Some 100 million to 115 million trips per year include children, Schretter, founder and managing editor of the Family Travel Network, said during a presentation at NTA’s recent Travel Exchange in Florida. That makes family travel leisure travel’s fastest-growing niche, she said.
Schretter proposes a definition of family travel as being “any combination of family members traveling together, regardless of age or type of travel.”
This is broader than the stereotypic definition of two parents traveling with children under the age of 12 or even the more recent understanding of the market as encompassing one or two parents traveling with kids under 18.
“The first thing agents need to do in this market is think about the definition of family travel,” Schretter told Travel Market Report.
Family trips are, by definition, group travel, a lucrative business for agents, she noted. The growing popularity of large multigenerational trips, often for 18 to 20 people, can boost agent commissions even higher.
It’s true that significant numbers of parents book family travel on the Internet. But Schretter said this actually presents agents with a “phenomenal opportunity.”
“With time poverty, and the fact that the Internet has become so unwieldy, parents are feeling overwhelmed,” she said. “They’re interested in going to a family-oriented agent who is really a destination specialist and a one-stop shop.

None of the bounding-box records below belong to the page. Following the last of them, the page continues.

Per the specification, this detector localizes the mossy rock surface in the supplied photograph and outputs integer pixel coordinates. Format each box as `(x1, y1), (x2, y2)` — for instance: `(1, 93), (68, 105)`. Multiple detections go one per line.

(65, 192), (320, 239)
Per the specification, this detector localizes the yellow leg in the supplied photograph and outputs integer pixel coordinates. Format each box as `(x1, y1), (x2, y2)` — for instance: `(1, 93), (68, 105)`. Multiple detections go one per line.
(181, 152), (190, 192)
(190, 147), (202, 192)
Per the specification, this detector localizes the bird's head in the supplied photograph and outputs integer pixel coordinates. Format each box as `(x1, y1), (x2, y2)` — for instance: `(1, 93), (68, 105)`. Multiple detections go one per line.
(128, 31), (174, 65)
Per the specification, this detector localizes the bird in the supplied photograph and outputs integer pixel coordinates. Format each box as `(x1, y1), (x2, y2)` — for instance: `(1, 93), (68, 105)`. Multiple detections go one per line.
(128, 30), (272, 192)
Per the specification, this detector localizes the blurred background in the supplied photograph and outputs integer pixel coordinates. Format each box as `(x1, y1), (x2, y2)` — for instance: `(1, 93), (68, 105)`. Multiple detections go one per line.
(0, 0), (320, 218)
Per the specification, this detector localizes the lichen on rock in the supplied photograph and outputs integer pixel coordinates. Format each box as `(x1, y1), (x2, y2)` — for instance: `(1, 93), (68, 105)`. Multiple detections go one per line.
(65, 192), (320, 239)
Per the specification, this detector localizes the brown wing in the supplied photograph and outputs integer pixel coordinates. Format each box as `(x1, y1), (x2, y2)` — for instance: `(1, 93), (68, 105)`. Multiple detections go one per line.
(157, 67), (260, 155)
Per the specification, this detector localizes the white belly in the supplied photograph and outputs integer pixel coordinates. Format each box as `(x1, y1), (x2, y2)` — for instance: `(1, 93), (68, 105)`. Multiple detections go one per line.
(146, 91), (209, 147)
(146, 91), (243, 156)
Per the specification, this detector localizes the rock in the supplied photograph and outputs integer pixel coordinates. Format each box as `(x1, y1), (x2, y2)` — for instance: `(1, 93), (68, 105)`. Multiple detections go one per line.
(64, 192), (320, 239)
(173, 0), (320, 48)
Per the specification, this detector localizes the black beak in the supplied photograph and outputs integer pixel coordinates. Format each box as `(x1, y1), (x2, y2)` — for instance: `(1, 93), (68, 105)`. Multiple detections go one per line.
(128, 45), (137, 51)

“The key is for agents to know the market inside out, so if someone says, ‘This is what I’m looking for,’ they can match them with the right property or tour.
“It’s easier, for instance, to find resorts for families with four- to 12-year-olds. But there are not a lot of resorts out there with good facilities for babies and toddlers. And where do families go to capture the imagination of young adults?”
Many types of travel
Agents need to know about more than popular family-friendly destinations, because the family market “cuts across so many types of travel,” Schretter said.
These include tours, custom programs, cruises and adventure travel trips as well as weekend getaways and long vacations.
Popular family destinations include Florida, California, Hawaii, national parks and dude ranches.
There is also a growing focus — especially among families with annual incomes of $125,000 or more — on international travel, said Schretter. This often involves long-haul exotic destinations and experiences such as Mediterranean cruises and land programs to Africa, Turkey, Costa Rica, Peru and Ecuador.
In search of memories
The common denominator for all family travel though is a quest for lasting memories, Schretter said.
“At no time in our history have parents and grandparents lived further apart and had their time together be so constrained,” she said. “Vacations are seen as the one time when families can get together and bond.
“And as the baby boomers are getting older, they want to leave behind experiences, not things.”